Listing in Black and White

There is an overall philosophy of trust built into the operating system, built into the browser and built into the internet itself. It’s permissive, assuming that everything it finds everywhere is honorably done and deserves access into our system. It mostly does that because we seem to like it that way. People bristle when their computer won’t let them do exactly what they want.

So we developed solutions that block any unwanted content. We call this kind of approach blacklisting. Somebody has to keep the blocked list of things up to date, and in our rapidly expanding world of internet connectivity this is a very big job. There are companies with hundreds of employees doing nothing each day but adding to the blacklist of unacceptable programs, websites, emails and other content and source. Blacklisting can be assisted by clever augmentation like heuristic detection, automatic reputation analysis, peer analysis and other techniques, but it is still hard pressed as a solo solution for network security.

To make a list of only those things you will permit to run is called whitelisting. In a whitelisting approach, you name what you want to run, and nothing else is allowed in.  At first this caused some confusion. You might think that you could say “My company only runs these three programs and nothing else” but it’s more complicated than that. A popular word processing program might contain more than one hundred executable files (each a program in it’s own right) that need to be specifically permitted to run. Popular whitelisting programs have contained analysis tools that let you define a particular installation and lock it down.  This can actually be used to make you very secure, but unable to keep up with modern computing practices.  You are downloading and running new programs (new executable code) every second that you browse the web. You download Java applets and Java script, Active X script, AJAX code, program updates, Upnp (universal plug and play) code,  python programs and Druple scripts and other things too numerous to mention. You also need to download and apply patches (which are pretty much always executables in their own right) every time one of your listed products has a security problem of its own.  A whitelist solution wrapped tight enough to be effective virtually silences your machine to the world and vice versa. It is kind of an iron fisted approach. There are more open approaches to whitelisting, one manufacturer claiming to have authentication for eighty million approved applications and on that side of the scale one wonders just how secure it can be.

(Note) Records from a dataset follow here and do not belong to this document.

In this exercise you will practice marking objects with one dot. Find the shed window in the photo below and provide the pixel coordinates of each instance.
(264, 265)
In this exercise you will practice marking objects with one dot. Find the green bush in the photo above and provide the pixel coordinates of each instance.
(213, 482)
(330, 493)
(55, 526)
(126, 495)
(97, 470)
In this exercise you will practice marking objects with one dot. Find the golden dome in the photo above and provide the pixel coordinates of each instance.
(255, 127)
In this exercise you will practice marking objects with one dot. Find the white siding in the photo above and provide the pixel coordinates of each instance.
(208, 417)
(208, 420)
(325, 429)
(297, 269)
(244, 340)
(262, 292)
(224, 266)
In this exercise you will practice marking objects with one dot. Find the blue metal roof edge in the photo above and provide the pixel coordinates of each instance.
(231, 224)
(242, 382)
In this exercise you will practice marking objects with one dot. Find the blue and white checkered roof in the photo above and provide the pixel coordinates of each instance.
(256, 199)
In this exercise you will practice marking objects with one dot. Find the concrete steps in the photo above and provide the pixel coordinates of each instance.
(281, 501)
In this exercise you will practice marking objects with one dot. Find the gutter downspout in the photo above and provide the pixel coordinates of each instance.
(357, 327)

Alternatives to Whitelisting and Blacklisting might include continuous analysis, where each item or place encountered in your network are either analyzed locally or compared to the experience of other similar items. This would ideally done with connectivity to a cloud based service. Also, continuous analysis of behavior inside the network and with the internet will yield real help in securing the enterprise.

Whitelisting is a tool that will surely develop into something over time. Interesting approaches combining whitelisting with blacklisting or with other, more active components are being tried all the time. A whitelisting approach might be a good component for your system’s security, but only one component of many. It’s a hot issue as of this writing, but it is decidedly not the last word in system security. The jury is still out.